It’s so easy to adore babies. The tiny weeny hands and feet, the new smile flickering like a broken neon sign, the evolution from squashed little old man to chubby cherub.
In the year that follows their birth, time for adoration is gradually eaten away by patchy sleep, illness scares, and incidences of ‘Now what do I do?!’; then toddlerdom arrives, and we wring our hands at the tantrums and opinions (NO!) and willpower (MINE!), and adoration seems a distant memory.
Yet lately I have come to realise I am enjoying this stage of my son’s development as much, if not more, than all previous. I won’t deny that part of this is his new and apparently durable habit of sleeping from 8pm to 6am, a truly amazing development for a human being who once nursed every two hours morning and night, and was still waking at least once a night a mere month ago. I take no credit for this; we have been observing much the same bedtime routine since he was one. He sleeps wonderfully during the day, too—today he even voluntarily went to his cot to nap. That’s the big change: he comprehends what it is to feel tired, and knows that lying down and having a snooze when you do feels good.
So what do I adore about my 22 month old?
He announces ‘HUG!’ at the drop of a hat and rushes over to envelop me in a miniature bear hug.
He kisses my husband goodbye in the mornings, but hasn’t quite got the pout right, producing a sort of affectionate chipmunk look with two upper teeth showing.
He proceeds everywhere at an urgent trot, often while babbling vowel sounds to himself, so I always know where he I-I-I-I-S because I can H-EA-EA-EA-EA-R him B-OU-OU-OU-OUNCING along (this is my current favourite thing).
He is gaining several words a day, and I never know which he’ll imitate next – among ‘helicopter’ (“DOT-DAH!”) and ‘blue’ (“BOO”) is ‘happy’ and ‘pasta’ (“PAH!-STAH”).

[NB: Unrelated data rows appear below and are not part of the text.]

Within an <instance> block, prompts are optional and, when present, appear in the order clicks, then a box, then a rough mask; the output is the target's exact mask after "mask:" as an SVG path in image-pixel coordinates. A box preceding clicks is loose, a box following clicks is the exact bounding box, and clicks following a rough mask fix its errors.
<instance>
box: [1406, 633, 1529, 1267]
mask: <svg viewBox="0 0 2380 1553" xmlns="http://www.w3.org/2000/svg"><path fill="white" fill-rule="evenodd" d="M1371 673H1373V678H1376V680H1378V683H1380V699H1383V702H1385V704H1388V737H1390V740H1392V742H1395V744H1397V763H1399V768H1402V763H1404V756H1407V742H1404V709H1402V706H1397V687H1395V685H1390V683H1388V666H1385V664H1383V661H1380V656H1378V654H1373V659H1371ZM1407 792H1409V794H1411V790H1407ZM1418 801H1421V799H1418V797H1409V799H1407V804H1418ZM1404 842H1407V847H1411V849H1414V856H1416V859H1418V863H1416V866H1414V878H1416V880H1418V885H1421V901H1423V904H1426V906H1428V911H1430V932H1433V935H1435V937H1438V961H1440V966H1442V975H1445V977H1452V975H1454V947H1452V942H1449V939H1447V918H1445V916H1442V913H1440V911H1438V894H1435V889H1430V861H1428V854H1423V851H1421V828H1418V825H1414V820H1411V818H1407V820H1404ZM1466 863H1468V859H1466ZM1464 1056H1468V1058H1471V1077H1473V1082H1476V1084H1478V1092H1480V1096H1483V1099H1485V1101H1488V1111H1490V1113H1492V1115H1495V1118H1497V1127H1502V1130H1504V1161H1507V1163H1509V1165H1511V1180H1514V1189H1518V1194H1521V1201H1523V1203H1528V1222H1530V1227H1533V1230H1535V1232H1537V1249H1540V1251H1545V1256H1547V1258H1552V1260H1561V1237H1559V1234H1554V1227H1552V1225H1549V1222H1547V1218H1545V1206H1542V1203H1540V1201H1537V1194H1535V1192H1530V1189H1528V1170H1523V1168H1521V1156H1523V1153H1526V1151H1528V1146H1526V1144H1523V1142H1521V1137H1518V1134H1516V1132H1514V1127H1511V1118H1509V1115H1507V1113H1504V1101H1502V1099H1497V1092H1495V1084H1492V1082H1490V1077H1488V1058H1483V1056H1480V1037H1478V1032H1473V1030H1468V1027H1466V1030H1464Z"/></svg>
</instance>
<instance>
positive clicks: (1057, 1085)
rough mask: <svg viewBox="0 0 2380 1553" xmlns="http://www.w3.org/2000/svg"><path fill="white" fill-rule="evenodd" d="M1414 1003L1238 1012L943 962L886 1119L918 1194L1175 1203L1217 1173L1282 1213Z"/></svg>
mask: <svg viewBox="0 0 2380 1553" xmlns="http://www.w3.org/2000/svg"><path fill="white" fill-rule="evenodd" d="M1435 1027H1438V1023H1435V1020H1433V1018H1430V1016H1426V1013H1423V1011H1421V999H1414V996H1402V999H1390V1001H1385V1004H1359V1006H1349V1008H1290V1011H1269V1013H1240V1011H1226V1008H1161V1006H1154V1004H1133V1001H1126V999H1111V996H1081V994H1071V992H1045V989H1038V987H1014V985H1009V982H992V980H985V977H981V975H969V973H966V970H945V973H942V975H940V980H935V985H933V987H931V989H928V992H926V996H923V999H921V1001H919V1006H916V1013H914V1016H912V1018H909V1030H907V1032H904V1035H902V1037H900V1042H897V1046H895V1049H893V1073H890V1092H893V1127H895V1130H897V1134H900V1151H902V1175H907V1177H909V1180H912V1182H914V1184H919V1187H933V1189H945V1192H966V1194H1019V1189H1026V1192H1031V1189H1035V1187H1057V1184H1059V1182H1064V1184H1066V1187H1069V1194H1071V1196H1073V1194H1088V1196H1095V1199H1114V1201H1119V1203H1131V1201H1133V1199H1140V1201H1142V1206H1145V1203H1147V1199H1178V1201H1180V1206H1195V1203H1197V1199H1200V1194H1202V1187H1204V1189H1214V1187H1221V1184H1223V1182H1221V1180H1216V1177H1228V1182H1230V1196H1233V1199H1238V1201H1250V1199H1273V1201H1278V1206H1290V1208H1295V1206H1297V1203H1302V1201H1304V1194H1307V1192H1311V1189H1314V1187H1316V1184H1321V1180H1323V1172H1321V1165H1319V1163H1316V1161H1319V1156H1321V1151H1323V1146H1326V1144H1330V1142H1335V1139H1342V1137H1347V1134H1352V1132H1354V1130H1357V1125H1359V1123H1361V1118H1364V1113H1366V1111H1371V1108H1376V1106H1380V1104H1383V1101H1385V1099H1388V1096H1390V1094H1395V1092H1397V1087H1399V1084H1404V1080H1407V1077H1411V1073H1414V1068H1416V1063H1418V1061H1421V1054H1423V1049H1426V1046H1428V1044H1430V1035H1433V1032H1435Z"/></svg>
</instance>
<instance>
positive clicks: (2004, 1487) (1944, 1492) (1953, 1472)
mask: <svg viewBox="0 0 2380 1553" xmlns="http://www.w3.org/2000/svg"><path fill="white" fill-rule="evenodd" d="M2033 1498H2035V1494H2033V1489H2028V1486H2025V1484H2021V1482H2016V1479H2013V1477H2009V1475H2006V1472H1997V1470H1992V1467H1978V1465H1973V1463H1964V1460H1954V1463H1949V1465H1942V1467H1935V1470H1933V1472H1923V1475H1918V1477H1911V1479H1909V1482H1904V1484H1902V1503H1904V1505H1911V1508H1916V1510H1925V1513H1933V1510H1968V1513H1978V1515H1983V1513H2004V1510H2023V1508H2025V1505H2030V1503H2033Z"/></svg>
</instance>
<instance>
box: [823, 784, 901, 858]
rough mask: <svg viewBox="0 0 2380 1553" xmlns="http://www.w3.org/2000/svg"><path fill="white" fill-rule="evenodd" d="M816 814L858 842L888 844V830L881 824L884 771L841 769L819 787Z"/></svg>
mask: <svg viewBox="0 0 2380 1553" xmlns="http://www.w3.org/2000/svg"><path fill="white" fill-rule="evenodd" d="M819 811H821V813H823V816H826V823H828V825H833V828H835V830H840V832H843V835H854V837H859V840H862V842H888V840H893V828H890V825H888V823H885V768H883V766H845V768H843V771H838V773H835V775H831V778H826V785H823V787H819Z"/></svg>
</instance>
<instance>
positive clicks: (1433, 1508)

He often says ‘thank you’ (“ANK-GOO”).
His heart is entirely on his sleeve: when he’s excited, he’ll jump up and down on the spot; when he’s surprised or intrigued, he’ll do the biggest :-O face you’ve ever seen; when he laughs, he abandons himself to hilarity.
Toddlers are a new kind of adorable – interactive, challenging, and independent. They need you but don’t always want you. They build (and strain) your patience muscles, run straight for the traffic, collapse in your lap. The same courage they use to get to the top of the slide and down with a “Wheeee!” gets them onto the chair and then the dining table, again. There can be no fair weather friends here; toddlers are proof that it is possible to love someone who is driving you crazy. HUG!